The pre-flight check flags any Pi whose clock is off by more than ~100 ms
(tunable via SQUEAKSHOT_PREFLIGHT_CLOCK_SKEW_MS), since skew directly
degrades sync quality.
- Raw on Pi:
~/camera_videos/<camN>_<animal>_<project>.{h264,pts} - Raw pulled to desktop:
~/SqueakShot_Videos/raw/*.{h264,pts} - Encoded locally:
~/SqueakShot_Videos/encoded/*.mp4 - Synced (frame-matched across cameras):
~/SqueakShot_Videos/synced/*.mp4 - Trimmed (final clipped clips):
~/SqueakShot_Videos/trimmed/*.mp4
output_width×output_height: actual recorded resolution (default 1536×864)sensor_width×sensor_height: leave at 2304×1296 to keep full lens FOVframerate: 56 fps is the maximum for the binned 2304×1296 sensor mode on the IMX708bitrate_mbps: 25 is plenty for 1536×864; raise for full-res
The ISP downscale trick: the camera reads the same 2304×1296 binned sensor
mode (full FOV) regardless of output_width/output_height, and the IMX708
ISP scales down before the encoder sees it. So lowering output_* reduces
encoder load and bandwidth, but keeps the lens view.
Changing these in the Settings tab updates the controller's config; click
Deploy to Pis there to copy them to every camera and restart the record
service so they take effect. This is the same operation as re-running
pi-deploy/install.sh, but in-place from the GUI.
SqueakShot/
├── SqueakShot.sh / .bat / .command # launchers
├── setup.sh / .bat # interactive config
├── environment.yml # conda/mamba env for the controller
├── controller/
│ ├── camera_controller.py # Flask app
│ ├── sync_lib.py # shared N-camera frame-matching algorithm
│ ├── camera_config.example.json # template config
│ ├── requirements.txt # pip fallback deps
│ └── templates/controller.html # web UI
├── pi-deploy/
│ ├── sync_capture.py # capture service (multi-client server / client)

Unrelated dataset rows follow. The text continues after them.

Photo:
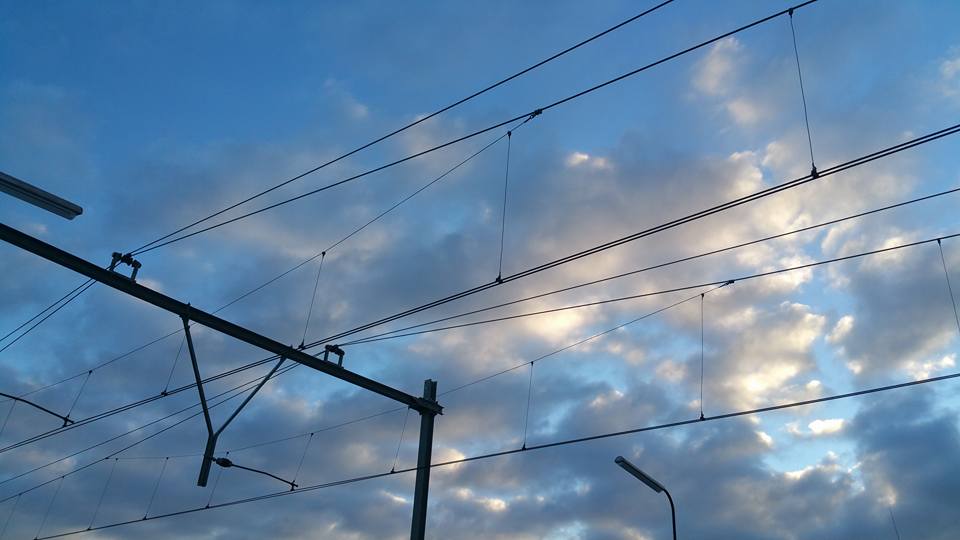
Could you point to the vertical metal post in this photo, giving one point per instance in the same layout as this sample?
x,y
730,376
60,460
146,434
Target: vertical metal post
x,y
419,525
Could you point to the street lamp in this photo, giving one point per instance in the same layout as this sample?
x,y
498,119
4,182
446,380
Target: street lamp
x,y
38,197
651,483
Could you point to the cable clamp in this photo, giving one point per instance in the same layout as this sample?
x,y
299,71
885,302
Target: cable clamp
x,y
128,260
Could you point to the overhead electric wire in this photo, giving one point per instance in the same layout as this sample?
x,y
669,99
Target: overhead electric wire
x,y
715,284
906,145
236,391
297,266
525,116
83,289
658,292
936,135
775,189
476,381
659,265
577,306
416,122
44,310
555,444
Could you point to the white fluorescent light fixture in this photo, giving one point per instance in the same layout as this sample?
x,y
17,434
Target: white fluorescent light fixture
x,y
640,475
38,197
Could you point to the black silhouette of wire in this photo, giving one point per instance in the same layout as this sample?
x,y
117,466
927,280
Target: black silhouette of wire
x,y
83,289
236,391
653,293
561,443
946,274
416,122
803,96
527,116
652,231
44,310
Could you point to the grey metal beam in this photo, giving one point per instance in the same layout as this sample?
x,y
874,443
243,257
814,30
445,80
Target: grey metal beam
x,y
418,525
162,301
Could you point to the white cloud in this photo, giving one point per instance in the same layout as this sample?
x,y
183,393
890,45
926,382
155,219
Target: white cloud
x,y
840,330
715,71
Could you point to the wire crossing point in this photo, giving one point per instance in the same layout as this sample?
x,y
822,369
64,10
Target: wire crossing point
x,y
803,97
503,215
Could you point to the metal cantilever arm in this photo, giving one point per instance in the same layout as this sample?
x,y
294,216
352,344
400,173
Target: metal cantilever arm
x,y
212,435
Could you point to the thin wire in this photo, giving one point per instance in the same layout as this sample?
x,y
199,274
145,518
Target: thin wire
x,y
7,418
787,185
526,416
396,457
237,391
701,355
295,267
79,393
422,119
652,293
803,96
946,274
173,368
618,299
655,230
10,517
216,481
385,212
49,507
156,486
895,529
103,493
313,298
663,265
560,443
44,310
302,456
89,284
503,217
528,116
476,381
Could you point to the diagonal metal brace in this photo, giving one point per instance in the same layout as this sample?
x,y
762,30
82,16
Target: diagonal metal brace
x,y
212,435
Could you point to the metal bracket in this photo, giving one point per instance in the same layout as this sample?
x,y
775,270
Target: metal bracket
x,y
335,349
212,435
225,462
127,260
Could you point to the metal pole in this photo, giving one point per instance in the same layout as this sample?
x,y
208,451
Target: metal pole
x,y
419,525
125,285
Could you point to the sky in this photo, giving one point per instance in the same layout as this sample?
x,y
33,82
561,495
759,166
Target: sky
x,y
151,115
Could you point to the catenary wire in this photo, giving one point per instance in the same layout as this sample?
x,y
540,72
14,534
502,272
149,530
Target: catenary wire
x,y
295,267
576,306
658,292
235,391
763,193
653,230
419,120
555,444
662,265
528,116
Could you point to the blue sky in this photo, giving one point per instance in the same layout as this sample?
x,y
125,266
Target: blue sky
x,y
151,115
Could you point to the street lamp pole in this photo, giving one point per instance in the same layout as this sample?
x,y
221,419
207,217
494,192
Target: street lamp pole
x,y
652,484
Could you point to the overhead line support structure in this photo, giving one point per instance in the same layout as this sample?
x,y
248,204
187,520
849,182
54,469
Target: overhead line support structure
x,y
427,405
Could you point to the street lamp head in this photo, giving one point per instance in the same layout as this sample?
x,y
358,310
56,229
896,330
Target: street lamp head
x,y
638,474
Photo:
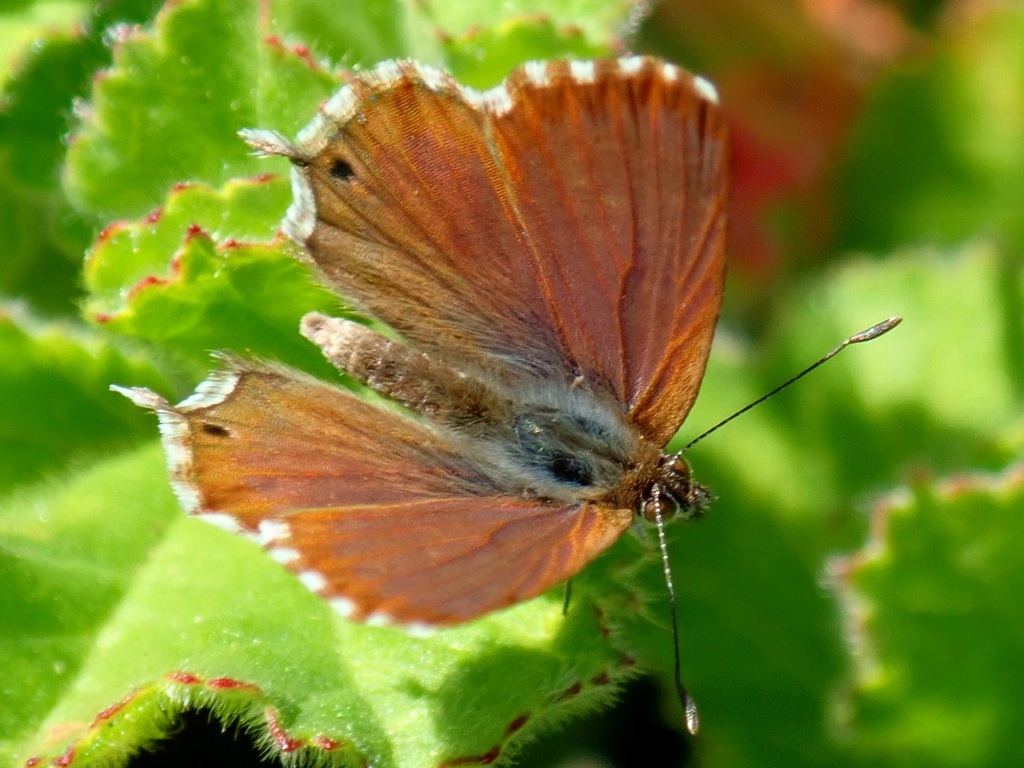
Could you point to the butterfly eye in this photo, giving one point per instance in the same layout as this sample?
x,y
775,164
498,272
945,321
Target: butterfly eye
x,y
572,471
341,170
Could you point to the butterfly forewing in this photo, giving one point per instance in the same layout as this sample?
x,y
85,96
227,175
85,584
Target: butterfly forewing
x,y
617,174
551,254
569,222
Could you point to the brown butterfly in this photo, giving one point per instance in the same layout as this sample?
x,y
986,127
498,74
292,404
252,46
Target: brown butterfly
x,y
550,256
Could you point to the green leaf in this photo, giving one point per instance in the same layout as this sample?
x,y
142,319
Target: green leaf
x,y
934,609
763,646
56,407
952,129
485,55
166,281
170,109
41,238
599,22
143,610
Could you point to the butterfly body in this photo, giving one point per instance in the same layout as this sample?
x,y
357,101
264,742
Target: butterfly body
x,y
550,256
538,438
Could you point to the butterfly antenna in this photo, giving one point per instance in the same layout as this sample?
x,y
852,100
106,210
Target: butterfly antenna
x,y
689,706
871,333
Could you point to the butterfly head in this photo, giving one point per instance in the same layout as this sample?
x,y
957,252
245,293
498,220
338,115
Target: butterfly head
x,y
673,492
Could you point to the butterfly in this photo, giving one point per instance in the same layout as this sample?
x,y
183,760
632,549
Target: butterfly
x,y
548,257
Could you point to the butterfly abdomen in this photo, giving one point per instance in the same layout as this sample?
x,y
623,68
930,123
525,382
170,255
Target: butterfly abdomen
x,y
403,375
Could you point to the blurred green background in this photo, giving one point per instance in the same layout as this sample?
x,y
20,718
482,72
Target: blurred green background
x,y
853,598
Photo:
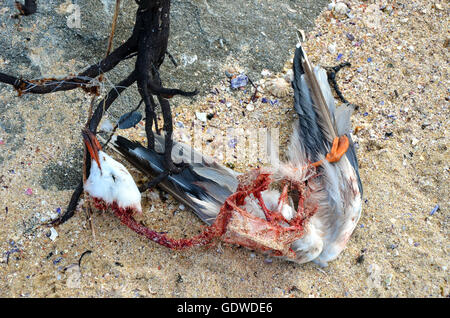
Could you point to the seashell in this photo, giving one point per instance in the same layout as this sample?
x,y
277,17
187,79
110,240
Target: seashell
x,y
278,87
341,8
289,76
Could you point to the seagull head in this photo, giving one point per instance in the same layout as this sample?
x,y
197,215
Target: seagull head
x,y
109,183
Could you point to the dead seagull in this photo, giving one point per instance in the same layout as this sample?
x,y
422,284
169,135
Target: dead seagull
x,y
304,209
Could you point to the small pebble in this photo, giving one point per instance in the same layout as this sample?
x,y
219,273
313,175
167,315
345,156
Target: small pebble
x,y
201,116
435,209
341,8
239,81
332,48
53,234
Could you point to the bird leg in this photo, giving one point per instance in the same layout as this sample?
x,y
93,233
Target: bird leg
x,y
331,73
338,149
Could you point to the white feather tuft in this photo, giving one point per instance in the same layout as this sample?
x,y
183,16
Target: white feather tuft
x,y
113,183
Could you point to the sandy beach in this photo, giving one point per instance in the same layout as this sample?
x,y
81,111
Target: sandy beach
x,y
398,78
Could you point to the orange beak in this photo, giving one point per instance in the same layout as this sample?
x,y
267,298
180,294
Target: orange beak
x,y
92,145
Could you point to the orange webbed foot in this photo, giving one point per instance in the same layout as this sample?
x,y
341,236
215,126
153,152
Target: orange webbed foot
x,y
338,149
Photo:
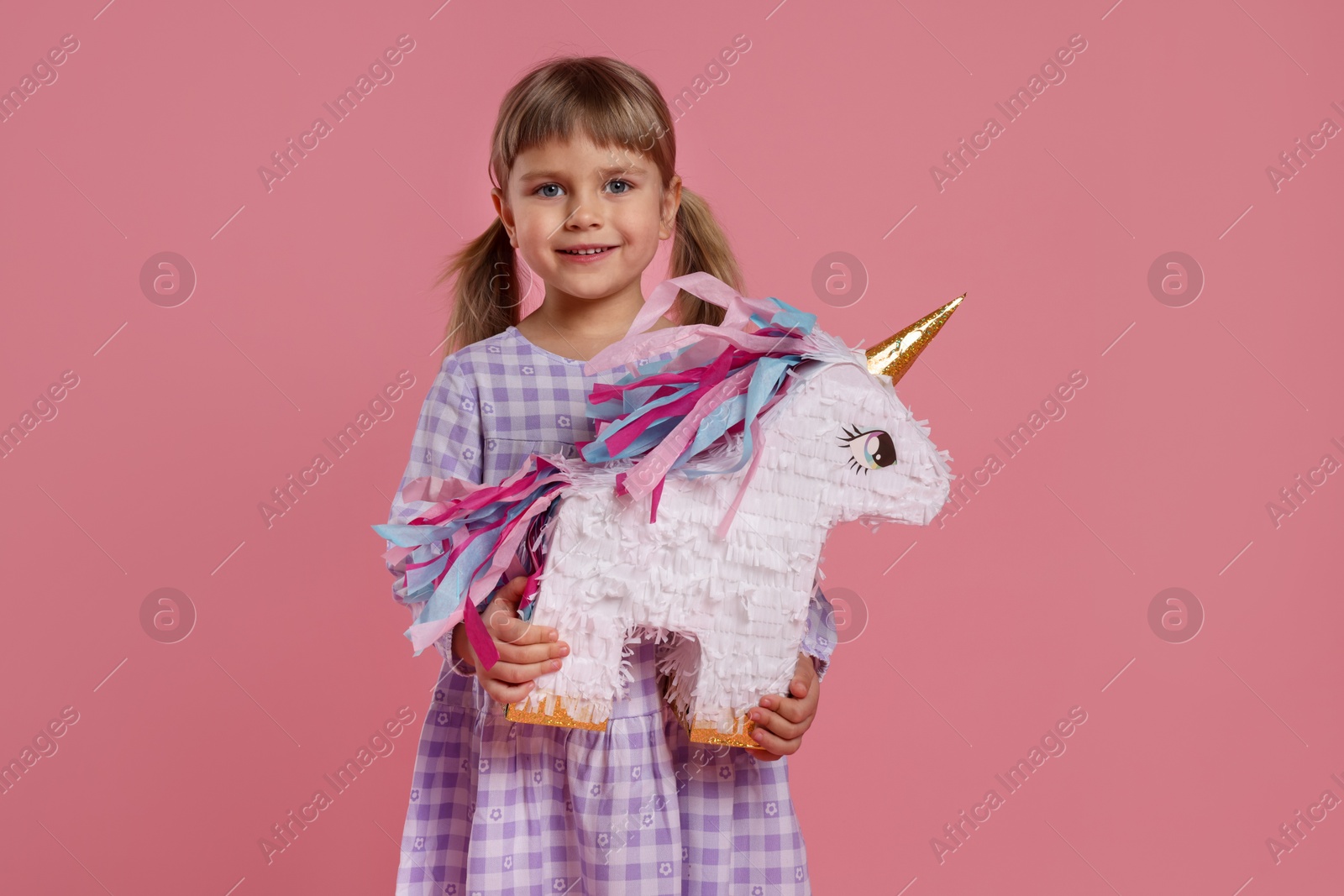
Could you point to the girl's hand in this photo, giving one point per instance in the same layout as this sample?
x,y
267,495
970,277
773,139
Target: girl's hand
x,y
781,720
526,651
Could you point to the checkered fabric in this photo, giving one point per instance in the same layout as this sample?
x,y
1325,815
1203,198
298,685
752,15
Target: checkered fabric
x,y
501,808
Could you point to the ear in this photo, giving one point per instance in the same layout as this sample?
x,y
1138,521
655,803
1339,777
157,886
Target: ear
x,y
506,214
671,203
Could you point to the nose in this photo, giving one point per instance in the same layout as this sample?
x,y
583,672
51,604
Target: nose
x,y
586,212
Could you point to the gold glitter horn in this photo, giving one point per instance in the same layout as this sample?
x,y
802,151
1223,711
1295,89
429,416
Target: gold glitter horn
x,y
895,354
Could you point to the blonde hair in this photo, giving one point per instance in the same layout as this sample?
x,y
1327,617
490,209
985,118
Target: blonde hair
x,y
615,105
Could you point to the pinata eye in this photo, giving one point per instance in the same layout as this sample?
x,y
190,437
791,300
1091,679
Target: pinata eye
x,y
871,449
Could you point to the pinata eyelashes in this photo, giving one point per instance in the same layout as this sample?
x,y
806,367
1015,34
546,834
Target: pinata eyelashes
x,y
869,449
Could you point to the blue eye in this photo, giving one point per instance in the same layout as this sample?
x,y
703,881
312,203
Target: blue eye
x,y
870,450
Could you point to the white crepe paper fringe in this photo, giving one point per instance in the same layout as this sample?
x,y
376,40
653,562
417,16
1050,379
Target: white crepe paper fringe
x,y
732,611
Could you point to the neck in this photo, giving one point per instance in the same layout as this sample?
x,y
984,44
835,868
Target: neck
x,y
585,325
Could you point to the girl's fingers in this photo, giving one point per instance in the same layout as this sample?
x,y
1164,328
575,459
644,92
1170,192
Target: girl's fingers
x,y
530,653
504,626
503,694
517,673
777,725
773,743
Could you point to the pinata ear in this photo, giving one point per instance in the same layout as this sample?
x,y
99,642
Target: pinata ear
x,y
895,354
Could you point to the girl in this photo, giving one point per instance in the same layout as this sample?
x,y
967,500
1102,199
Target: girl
x,y
584,159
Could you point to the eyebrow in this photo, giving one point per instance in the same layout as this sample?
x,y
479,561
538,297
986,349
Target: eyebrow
x,y
606,172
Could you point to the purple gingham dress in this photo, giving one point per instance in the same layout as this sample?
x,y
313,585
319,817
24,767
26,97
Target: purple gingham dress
x,y
501,808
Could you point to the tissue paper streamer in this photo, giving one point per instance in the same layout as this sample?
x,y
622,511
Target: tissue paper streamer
x,y
698,512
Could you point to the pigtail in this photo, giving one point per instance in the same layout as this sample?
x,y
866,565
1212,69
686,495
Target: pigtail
x,y
701,244
487,293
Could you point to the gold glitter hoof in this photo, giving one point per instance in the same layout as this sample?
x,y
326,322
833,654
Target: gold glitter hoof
x,y
739,736
557,716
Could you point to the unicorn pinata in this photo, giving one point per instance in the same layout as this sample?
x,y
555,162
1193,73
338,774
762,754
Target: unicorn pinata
x,y
696,513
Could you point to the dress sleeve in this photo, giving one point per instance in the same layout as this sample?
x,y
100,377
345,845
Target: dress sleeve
x,y
819,638
448,443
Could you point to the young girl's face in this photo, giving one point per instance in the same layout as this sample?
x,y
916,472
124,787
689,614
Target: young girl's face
x,y
571,195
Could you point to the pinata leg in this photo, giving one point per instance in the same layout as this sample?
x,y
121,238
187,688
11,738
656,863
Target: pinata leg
x,y
551,712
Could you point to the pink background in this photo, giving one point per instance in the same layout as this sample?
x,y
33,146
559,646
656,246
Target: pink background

│ ├── camera_preview.py # MJPEG preview server
│ ├── install.sh # deploys to every camera in config
│ ├── README.md # Pi-side files reference + manual deploy notes
│ └── services/
│ ├── squeakshot-record.service.template
│ └── squeakshot-preview.service.template
├── tools/
│ └── sync_videos.py # standalone offline sync tool (GUI + CLI)
│ # — usable without the controller, e.g. for
│ # post-hoc resync of older recordings
├── docs/
│ └── SqueakShotIcon2.png # project logo (README header + controller UI)
├── INSTALL.md # full installation walkthrough
├── QUICKSTART.md # day-to-day usage
├── DEPLOYMENT_HISTORY.md # field notes
├── CHANGELOG.md
└── README.md
Cameras show as offline. Check that ssh user@ip from your desktop works
without a password (set up keys with ssh-copy-id).
Preview shows "not active". The record service blocks the camera. Click "Start Previews" on the Preview tab — it stops the record service first.
Recording errors with "Clients did not ack". Check that the
squeakshot-record service is running on every client Pi:
ssh user@cam1 'sudo systemctl status squeakshot-record'If it shows "Permission denied" on systemctl from the controller, re-run
pi-deploy/install.sh to set up the passwordless sudo rule.
Sync quality is "Fair" or worse. Check whether one camera is dropping frames (compare per-camera frame counts in the analysis output). Common causes: under-volted Pi (check thermal cards in Recording tab), CPU throttling, SD card too slow.
Settings changes don't take effect. Editing settings in the GUI only
updates the controller's config. Use Deploy to Pis on the Settings tab (or
re-run pi-deploy/install.sh) to push them to the cameras.